Because we think we control a few things, we think we can control many things. Not really. Our attempts to control and manipulate outcomes are comical, if not hurtful.
Thinking that we can control many things leads us to think that we must control them. This in turn leads to great anxiety, and often anger.
We usually think that if we are in control we will be less anxious. This is not true, we are more anxious. The more we think we can control, the more we try to control, and thus, the greater our burdens and anxiety. In the end we get angry because we discover that there many things and people we cannot control after all. This causes frustration and fear.
We would be freer and less anxious if we would simply accept the fact that there are many things, most things, over which I have no control. Our expectation of everything being under control is unrealistic. Life comes at you fast and brooding over unpredictable things and uncontrollable matters is bondage. Simply accepting that I am often not in control is freeing.
4. You are not that important– Uh Oh! Now this one hurts. I thought the whole world should revolve around me. I thought it was only my feelings that mattered, and my well- being that was important. Truth be told, we are loved by God in a very particular way, but that does not over rule the fact that I must often yield to others who are also loved by God in a very special way.
The truth is sometimes that other people are more important than me. I might even be called on to give my life so that others may live. I must often yield to others whose needs are more crucial than mine. The world doesn’t exist just for me, and what I want.
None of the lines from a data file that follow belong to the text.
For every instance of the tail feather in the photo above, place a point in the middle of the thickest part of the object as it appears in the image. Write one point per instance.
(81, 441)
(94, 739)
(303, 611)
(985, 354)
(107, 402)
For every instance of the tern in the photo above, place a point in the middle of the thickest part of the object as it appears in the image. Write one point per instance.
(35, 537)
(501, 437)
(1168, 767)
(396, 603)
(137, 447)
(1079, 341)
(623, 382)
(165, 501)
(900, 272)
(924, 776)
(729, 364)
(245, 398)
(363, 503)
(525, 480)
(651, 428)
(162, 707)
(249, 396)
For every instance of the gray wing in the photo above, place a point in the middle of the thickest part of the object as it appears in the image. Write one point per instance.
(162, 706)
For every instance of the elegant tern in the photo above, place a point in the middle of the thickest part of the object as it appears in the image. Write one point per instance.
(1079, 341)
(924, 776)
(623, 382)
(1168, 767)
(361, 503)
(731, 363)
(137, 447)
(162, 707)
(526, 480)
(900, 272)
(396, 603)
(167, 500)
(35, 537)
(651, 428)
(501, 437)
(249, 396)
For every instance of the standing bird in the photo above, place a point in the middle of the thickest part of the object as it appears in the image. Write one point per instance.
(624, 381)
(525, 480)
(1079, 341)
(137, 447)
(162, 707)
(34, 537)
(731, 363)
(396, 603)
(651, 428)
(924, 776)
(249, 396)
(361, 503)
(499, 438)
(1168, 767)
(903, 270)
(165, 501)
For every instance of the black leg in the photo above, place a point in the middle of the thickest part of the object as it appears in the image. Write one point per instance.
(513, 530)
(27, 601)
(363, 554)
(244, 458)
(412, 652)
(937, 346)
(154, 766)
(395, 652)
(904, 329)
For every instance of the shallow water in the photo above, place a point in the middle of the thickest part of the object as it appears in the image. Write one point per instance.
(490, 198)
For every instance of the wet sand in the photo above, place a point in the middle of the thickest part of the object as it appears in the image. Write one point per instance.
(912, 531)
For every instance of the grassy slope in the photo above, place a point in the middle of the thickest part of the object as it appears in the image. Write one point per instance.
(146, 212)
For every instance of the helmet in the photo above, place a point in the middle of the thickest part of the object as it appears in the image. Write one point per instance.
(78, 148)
There is great peace and freedom in coming to accept this. We are often made so anxious if we are not recognized, and others are, or if our feelings and preferences are not everyone’s priority. Accepting the truth that I am not that important allows us to relax and enjoy caring about other people and celebrating their importance too.
5. You are going to die. – Yes, it is a hard truth but it is very freeing. We get all worked up about what this world dishes out. But take a walk in a cemetery. Those folks were all worked up too. Now their struggles are over and, if they were faithful they are with God, they now experience that “trouble don’t last always.”
This truth also helps us to do the most important thing: get ready to meet God. So many people spend their lives clowning around and goofing off. Yet our most urgent priority is to prepare to meet God. In the end, this is freeing because we are loosed from the many, excessive and contrary demands of the world and we concentrate on doing the one thing necessary. Our life simplifies and we don’t take this world too seriously, it is passing away. There is peace and freedom in coming to accept this.
So there you have them. Five hard truths that will set you free. Think about them. Memorize them too and pull them out when life comes at you fast and hard with it’s agenda of control, self importance and empty promises of perfect comfort here on earth. A simple, sober, humble and focused life brings great serenity.